02 October 2013

On the way to the chemical computer

A development environment based on synthetic DNA has been created

Andrey Vasilkov, ComputerraThe development of modern science often follows the path of biomimicry – imitation in technology of the most successful and entrenched in the course of evolution of natural mechanisms for the realization of a property or function.

According to the principle of operation, digital cameras are like an eye, membrane filters are like a kidney, miniature robots act like a swarm of insects, etc.

Biomimicry is gradually moving from the macro to the micro level. Researchers are trying to copy the principles of how cells and even individual molecular systems work. Among the latter, the most interesting are directly based on DNA.

Deoxyribonucleic acid is rightfully considered a perfect information carrier with a multi-level system for protecting critical data. (We leave this statement on the conscience of the author. In fact, DNA itself has no protection, and the mechanisms of its repair and replication are quite capable of making mistakes, including catastrophic ones – VM.) It encodes complex algorithms for protein synthesis. Through it, the main properties of living organisms are realized – heredity and variability.

At the same time, for chemists and representatives of various technical specialties, it is just a polymer molecule that can be synthesized artificially and encoded with its help almost anything. For example, a year ago at Harvard Medical School, a book "Regeneration: How Synthetic Biology will Lead to a Rethinking of Nature and ourselves" was recorded in a DNA chip.

Such experiments are still isolated, and their authors use their own unique methods each time. Researchers from the University of Washington went further and decided to unify the process, for which they created an entire development environment (Chen et al., Programmable chemical controllers made from DNA).

Living organisms use numerous chemical reactions to explore the surrounding world and regulate the constancy of the internal environment. The development of synthetic systems with similar properties is of interest for medicine and industrial methods using the effect of self-organization. To create them, it is required to design a controller with molecular control circuits, on the basis of which the necessary calculations and actions at the chemical level could be performed.

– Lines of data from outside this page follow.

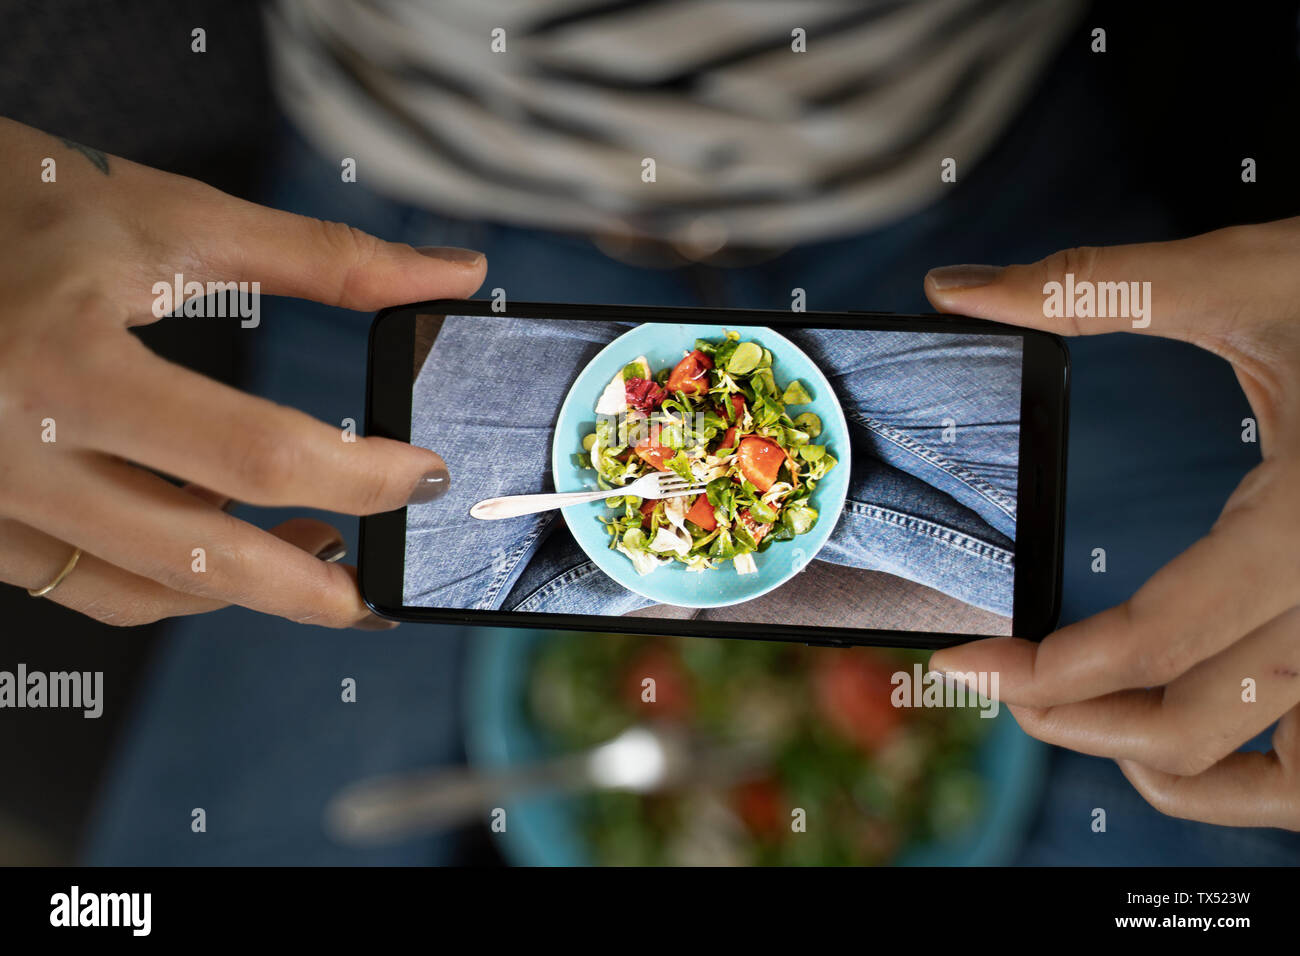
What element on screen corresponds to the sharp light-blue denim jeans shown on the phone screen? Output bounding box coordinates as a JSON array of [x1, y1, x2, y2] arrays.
[[404, 317, 1021, 617]]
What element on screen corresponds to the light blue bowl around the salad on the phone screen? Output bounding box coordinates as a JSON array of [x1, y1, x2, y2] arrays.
[[551, 323, 850, 607]]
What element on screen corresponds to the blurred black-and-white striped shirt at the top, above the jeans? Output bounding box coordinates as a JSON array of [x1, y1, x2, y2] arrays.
[[268, 0, 1080, 248]]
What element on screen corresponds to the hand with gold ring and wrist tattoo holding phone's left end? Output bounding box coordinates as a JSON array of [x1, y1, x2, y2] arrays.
[[0, 120, 486, 627]]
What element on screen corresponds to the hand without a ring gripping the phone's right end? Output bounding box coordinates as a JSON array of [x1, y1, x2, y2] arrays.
[[926, 217, 1300, 830]]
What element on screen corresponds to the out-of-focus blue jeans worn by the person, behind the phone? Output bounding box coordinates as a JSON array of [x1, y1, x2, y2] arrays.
[[86, 33, 1300, 865]]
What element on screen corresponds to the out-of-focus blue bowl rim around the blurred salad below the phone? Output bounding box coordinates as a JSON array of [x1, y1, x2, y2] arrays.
[[465, 628, 1048, 866]]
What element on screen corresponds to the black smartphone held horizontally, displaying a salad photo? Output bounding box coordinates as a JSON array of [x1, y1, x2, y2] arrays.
[[359, 300, 1069, 648]]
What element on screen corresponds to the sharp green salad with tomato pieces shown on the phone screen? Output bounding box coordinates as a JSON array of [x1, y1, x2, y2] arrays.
[[573, 332, 836, 575]]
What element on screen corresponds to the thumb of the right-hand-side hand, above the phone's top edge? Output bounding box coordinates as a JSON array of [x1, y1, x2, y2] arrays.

We implemented the computational core of such controllers using the formalism of chemical reaction networks and creating an appropriate programming language.
(Here and further quotes are taken from the press release of the University of Washington UW engineers invent programming language to build synthetic DNA - VM.)

Because of the complementarity property, synthetic DNA can be used to program the execution of an arbitrary set of commands and form a molecular system with certain properties.


Artistic representation of a "chemical computer" performing a molecular program
(image: Yan Liang, L2XY2.com )This approach can be used to create artificial organs in which a molecular system based on synthetic DNA molecules will be able to implement different biological programs depending on current needs.

In clinical practice, such molecular systems can serve as a way to test drugs and their selective delivery to the cells of the affected organ. One of the authors of the work, associate professor of the Laboratory of Experimental Computing technology Excel Georg Seelig (Georg Seelig), describes the role of research:

If you want the computer to do something different, you just run another program on it. Now we can implement a very similar control method at the level of (bio)chemistry.


An example of encoding a chemical program with synthetic DNA fragments (image: Yan Liang, L2XY2.com )In parallel, researchers from the University of Washington have come closer to solving the long-standing problem of efficient processing of analog signals in digital systems:

Our architecture uses synthetic DNA and can perform any mathematical actions. Unlike conventional logic circuits, it allows you to naturally process analog signals, as biological systems do. To reduce errors associated with the assembly of synthetic DNA, controller components can be obtained biologically from plasmid DNA. We created several building blocks for different types of reactions, and then combined them into a network that implements at the molecular level an algorithm used in distributed control systems.

If each component of a digital system has strictly one of two states, encoding a logical unit or zero, then a group of neurons or molecules, as a rule, is in a more complex state, the description of which cannot be reduced to a simple bit sequence without coarsening.

The limited possibilities of simulating living systems with the help of familiar logic circuits inhibits the development of projects such as artificial brains or modeling of biological processes, and many others. With the advent of a synthetic DNA-based development environment, existing barriers will be much easier to overcome.